At the crest of Lankershim his car’s propellant motor stalled, and Victor
keyed in an order to restart. He drummed his gloved fingers on the dash console while the car growled and thought about it.

As Victor waited, he considered the view spreading out below him: a waste of blowing sand and broken sidewalk that had been the San Fernando Valley, crossed by the unreliable trickle of the Los Angeles River and bounded at the east by the ruin of the old city itself. It was fairly attractive, as ruins went. Morning glory vines had spread rampant over dozens of square miles, hiding and softening the scars of urban war with blue flowers.

The motor started up again, but the car informed Victor that it had lost its programming and asked politely for a destination. Annoyed—for the damned thing had only to go down the hill and around the corner—Victor entered trip coordinates again. The car hummed and sped off with him, down Lankershim and along Forest Lawn Drive, in the shadow of Mount Hollywood.

At the gatehouse the security tech on duty nodded and let him through. He left the car, which was having another directional crisis, and walked on up to the modular shelter—surmounted by its holographic image of Jeremy Bentham’s staring effigy—that was Labienus’s office.
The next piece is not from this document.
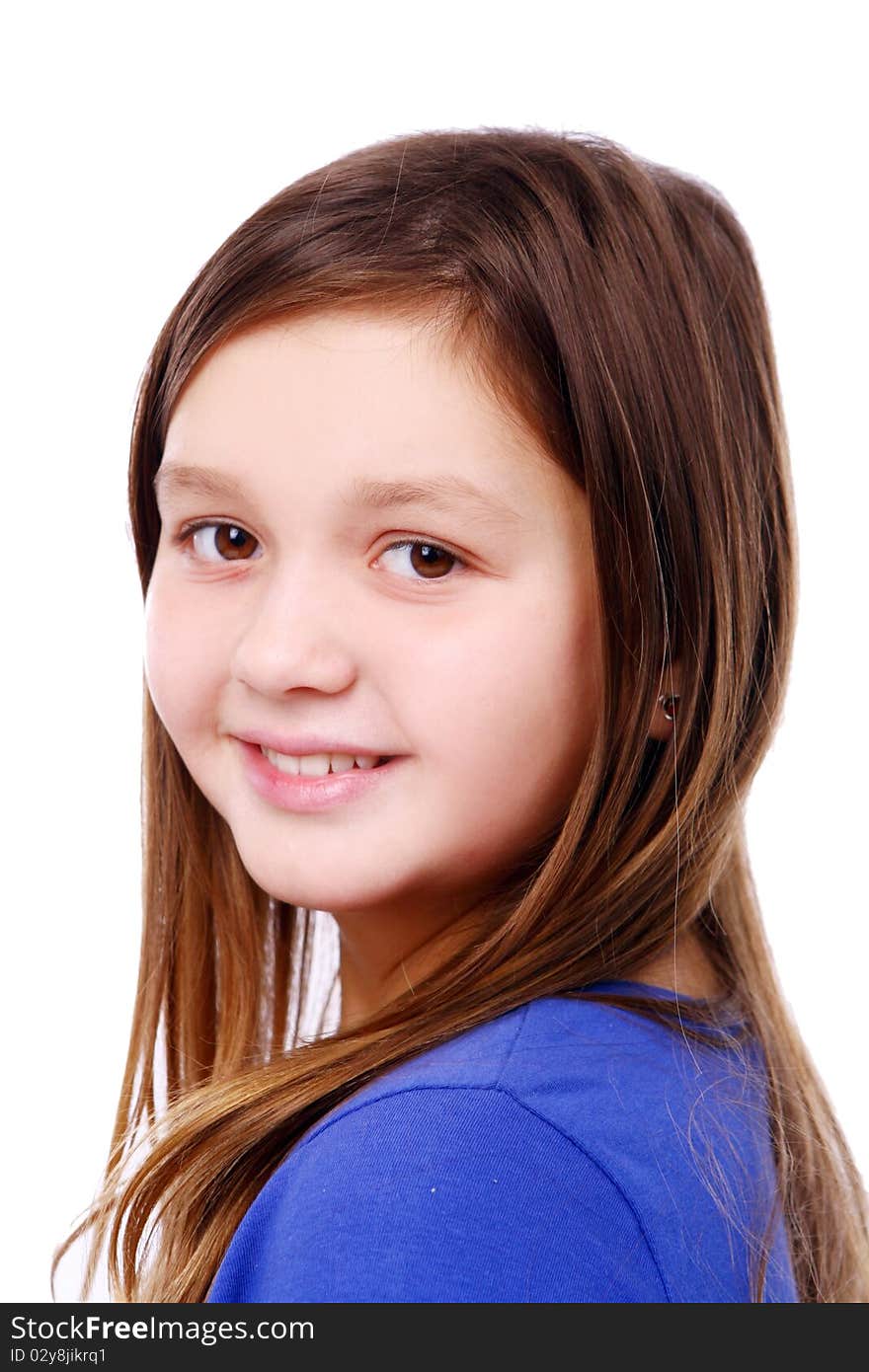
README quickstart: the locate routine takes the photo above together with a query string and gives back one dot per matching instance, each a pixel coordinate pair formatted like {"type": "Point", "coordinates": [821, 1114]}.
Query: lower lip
{"type": "Point", "coordinates": [303, 795]}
Labienus was sitting out on the deck, enjoying the afternoon sunlight. He was an immortal, a smooth-faced man with the gravitas of a Roman senator, though he had only been a legionary commander. He had clasped his hands about one knee and was smiling out at the old cemetery, which was certainly busier than it had been in its heyday. At the distant edges earth movers filled in looted sites, and along the fence neat rows of potted saplings awaited planting. Nearer in, a flatbed moved slowly between the opened graves, as security techs loaded up coffins to be taken away to the long work shed for evaluation.